Muchos años después, sigo pensando lo mismo. Sobre todo después de ver hace unos días, en Figueras el último montaje de Boadella: Daaalí. Mientras hago cola ante la taquilla del teatro, me acuerdo de que Julio Cortázar, que fue toda su vida un adolescente y que quizá por ello escribió algunas novelas medio existencialistas y medio místicas, sospechaba por sistema de todo aquel que sospechaba de Dalí, porque "hay contra Dalí un horror muy parecido a esa hipocresía sádica que se disfraza de horror hacia el verdugo". Por su parte, uno sospecha por sistema de todo aquel que sospecha de Boadella. Es verdad que, como Dalí, Boadella es un provocador y un histrión, pero hay que preguntarse si provocar y hacer reír no son dos de las pocas cosas decentes que todavía puede hacer un intelectual. Al entrar al teatro reconozco a un legendario jugador de balonmano de mi adolescencia, de nombre Jou, que en un partido legendario fue increpado por un espectador: "Jou, no tens collons!", a lo que Jou contestó bajándose los pantalones en plena pista y demostrándole al energúmeno que estaba equivocado. Pienso que el gesto no hubiera desagradado a Dalí; tampoco a Boadella. Menos aún, al Dalí de Boadella. La obra es un delirio rigurosísimo realizado por alguien que tiene un sentido brutal del espectáculo, y también un férreo ejercicio de libertad de quien sabe que la libertad en el arte es una estafa: por eso el Dalí de Boadella es un Dalí del todo verosímil, sorprendente y familiar al mismo tiempo, alucinado y conmovedor, libérrimo y tiguroso e hilarante, tozudamente inmune al tópico. En algún momento de la obra Dalí afirma que Dios se equivocó al hacer a los hombres -que son blandos por fuera y duros por dentro- y declara su amor por los crustáceos -que son duros por fuera y blandos por dentro-, y mientras le oigo pienso que quizá Dalí fue un adolescente eterno y un enorme crustáceo y que en el Dalí de Boadella no sólo hay un retrato y un homenaje al pintor, sino sobre todo una lección moral.
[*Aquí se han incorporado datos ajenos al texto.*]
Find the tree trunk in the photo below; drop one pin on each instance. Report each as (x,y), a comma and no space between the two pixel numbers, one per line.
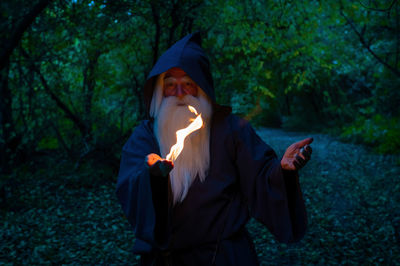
(6,122)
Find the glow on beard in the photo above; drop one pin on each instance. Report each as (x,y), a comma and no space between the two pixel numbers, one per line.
(173,114)
(181,134)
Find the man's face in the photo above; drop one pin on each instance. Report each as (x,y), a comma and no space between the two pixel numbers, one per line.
(177,83)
Después de dos horas de risas y exaltaciones, salgo del teatro diciéndome que tengo que ir más a menudo al teatro, con ganas de montar a la mínima una huelga que sea también una juerga, y cuando veo en el hall al balonmanista legendario estoy a punto de gritarle: "Jou, no tens collons!", más que nada para ver qué pasa, pero, como ya hace tiempo que dejé de ser un adolescente y me he reblandecido por fuera y me han salido callos por dentro, recapacito y me abstengo. Un poco avergonzado, pienso en Dalí; luego en Cortázar, que escribió: "Genio es aquel que se lo cree y acierta." Y no sé si Dalí fue precisamente un genio -o si fue sólo un loco que tuvo la genial idea de creerse Dalí-; sé que se lo creyó, y sobre todo que ésa es la primera condición para ser un genio. En cuanto a Boadella, está claro que se ha creído que Dalí fue un crustáceo. Y que ha acertado. Daaalí no es una apología de Dalí: es una apología del crustáceo.